Pocas afirmaciones son tan claras como la citada en el párrafo anterior. La exclusión social, dada por las remuneraciones paupérrimas que paga nuestra economía, ya está generando los problemas crónicos, en el campo del descontento popular, a los que se refiere; mientras que será solo cuestión de tiempo para que los leves beneficios que obtengamos a raíz de la firma del TLC sean anulados completamente por las "fluctuaciones económicas". Tan dependientes quedamos de las fluctuaciones, que basta con que Estados Unidos adopte Tratados de Libre Comercio con terceros países para que nuestra "ventaja" deje de ser tal.

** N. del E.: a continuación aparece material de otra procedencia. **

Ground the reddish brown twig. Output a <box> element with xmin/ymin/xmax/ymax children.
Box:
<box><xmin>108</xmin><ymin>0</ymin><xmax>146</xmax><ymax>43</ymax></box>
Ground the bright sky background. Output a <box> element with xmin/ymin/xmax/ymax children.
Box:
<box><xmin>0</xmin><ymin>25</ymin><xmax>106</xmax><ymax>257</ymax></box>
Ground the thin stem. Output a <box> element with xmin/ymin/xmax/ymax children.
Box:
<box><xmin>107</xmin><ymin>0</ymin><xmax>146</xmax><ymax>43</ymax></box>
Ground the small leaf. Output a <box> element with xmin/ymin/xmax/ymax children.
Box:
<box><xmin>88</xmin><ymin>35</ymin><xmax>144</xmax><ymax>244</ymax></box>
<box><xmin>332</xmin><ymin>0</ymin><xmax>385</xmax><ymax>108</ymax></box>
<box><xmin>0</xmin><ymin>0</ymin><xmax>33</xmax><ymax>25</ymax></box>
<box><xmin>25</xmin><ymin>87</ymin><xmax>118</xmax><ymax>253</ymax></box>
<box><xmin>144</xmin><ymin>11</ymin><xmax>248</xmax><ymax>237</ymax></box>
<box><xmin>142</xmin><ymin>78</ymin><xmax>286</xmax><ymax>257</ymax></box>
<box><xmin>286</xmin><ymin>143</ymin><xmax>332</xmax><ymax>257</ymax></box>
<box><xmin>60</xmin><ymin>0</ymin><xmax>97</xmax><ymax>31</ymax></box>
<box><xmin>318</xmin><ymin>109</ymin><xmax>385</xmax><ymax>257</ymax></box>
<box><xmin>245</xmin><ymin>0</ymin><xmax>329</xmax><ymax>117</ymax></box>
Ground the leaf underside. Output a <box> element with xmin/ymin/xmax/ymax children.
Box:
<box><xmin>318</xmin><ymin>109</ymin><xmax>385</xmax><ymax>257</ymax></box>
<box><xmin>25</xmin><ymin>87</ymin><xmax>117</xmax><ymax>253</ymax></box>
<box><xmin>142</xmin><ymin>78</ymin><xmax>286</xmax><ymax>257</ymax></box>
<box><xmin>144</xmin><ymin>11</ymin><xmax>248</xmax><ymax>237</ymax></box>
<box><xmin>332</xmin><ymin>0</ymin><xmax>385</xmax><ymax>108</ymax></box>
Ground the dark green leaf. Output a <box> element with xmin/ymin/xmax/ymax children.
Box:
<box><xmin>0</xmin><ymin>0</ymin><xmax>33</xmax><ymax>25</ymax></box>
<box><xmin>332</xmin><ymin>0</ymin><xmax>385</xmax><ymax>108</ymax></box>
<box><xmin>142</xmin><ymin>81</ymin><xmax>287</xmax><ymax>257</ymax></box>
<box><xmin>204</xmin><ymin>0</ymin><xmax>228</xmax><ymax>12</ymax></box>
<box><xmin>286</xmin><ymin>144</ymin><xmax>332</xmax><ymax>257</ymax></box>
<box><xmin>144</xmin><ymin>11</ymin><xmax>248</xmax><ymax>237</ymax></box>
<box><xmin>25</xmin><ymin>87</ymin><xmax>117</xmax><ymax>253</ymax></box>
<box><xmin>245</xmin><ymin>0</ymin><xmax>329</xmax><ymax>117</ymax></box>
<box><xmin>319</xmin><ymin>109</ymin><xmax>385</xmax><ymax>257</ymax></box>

Y en la situación actual, en la que además no tenemos soberanía sobre la política monetaria, una apreciación del dólar o una depreciación de la moneda de algún país competidor puede dejarnos fuera de toda posibilidad de competencia en el mercado norteamericano.

A cambio de las ventajas arancelarias, a través de las leyes de protección de la inversión extranjera y de la propiedad intelectual que se plantean y con el riesgo que significa la pérdida de la capacidad de nuestra economía para auto-sustentarse en áreas elementales como la alimenticia (debido a los conocidos subsidios que mantiene la economía norteamericana); perderemos la capacidad soberana de plantear estrategias de desarrollo propias y la capacidad de desarrollar nuestro potencial creativo en pos de nuevas tecnologías y del desarrollo de productos diferenciados.

A pesar de que muchos entusiastas del TLC todavía insistirán en el beneficio que supuestamente acarreará, a través de la generación de empleo, el hecho de que las multinacionales realicen inversiones directas en nuestro territorio nacional; está claro según la experiencia mundial al respecto que la inversión extranjera sólo será un aporte al desarrollo del país en mención si la sede local es la auténtica base central mediante el mantenimiento de un eficaz control de las facetas estratégica, creativa y técnica.

Mientras la planeación estratégica de las empresas multinacionales esté fuera de nuestras fronteras todo el excedente logrado por la producción se irá fuera del país, la plantas productivas serán susceptibles de ser trasladadas ante la aparición de países o regiones que les ofrezcan mejores ventajas (en cuanto a reducción de salarios, de impuestos, de regulaciones ambientales o del costo algún factor clave) y el Estado no tendrá ningún poder autónomo de negociación para concertar un plan de desarrollo nacional; ni siquiera de cobrar impuestos, dado que, como es bien conocido, el poder y el ámbito de las multinacionales les permite realizar compras de insumos y ventas de productos entre subsidiarias de la misma empresa con sobre-precios en las unas y sub-facturación en las otras, que les permite anular todo excedente declarable. La Ley de Desarrollo Desigual planteada por Stephen Hymer es muy decidora de lo injusta que puede ser para ciertas naciones la acumulación que plantea la lógica funcional de las compañías multinacionales.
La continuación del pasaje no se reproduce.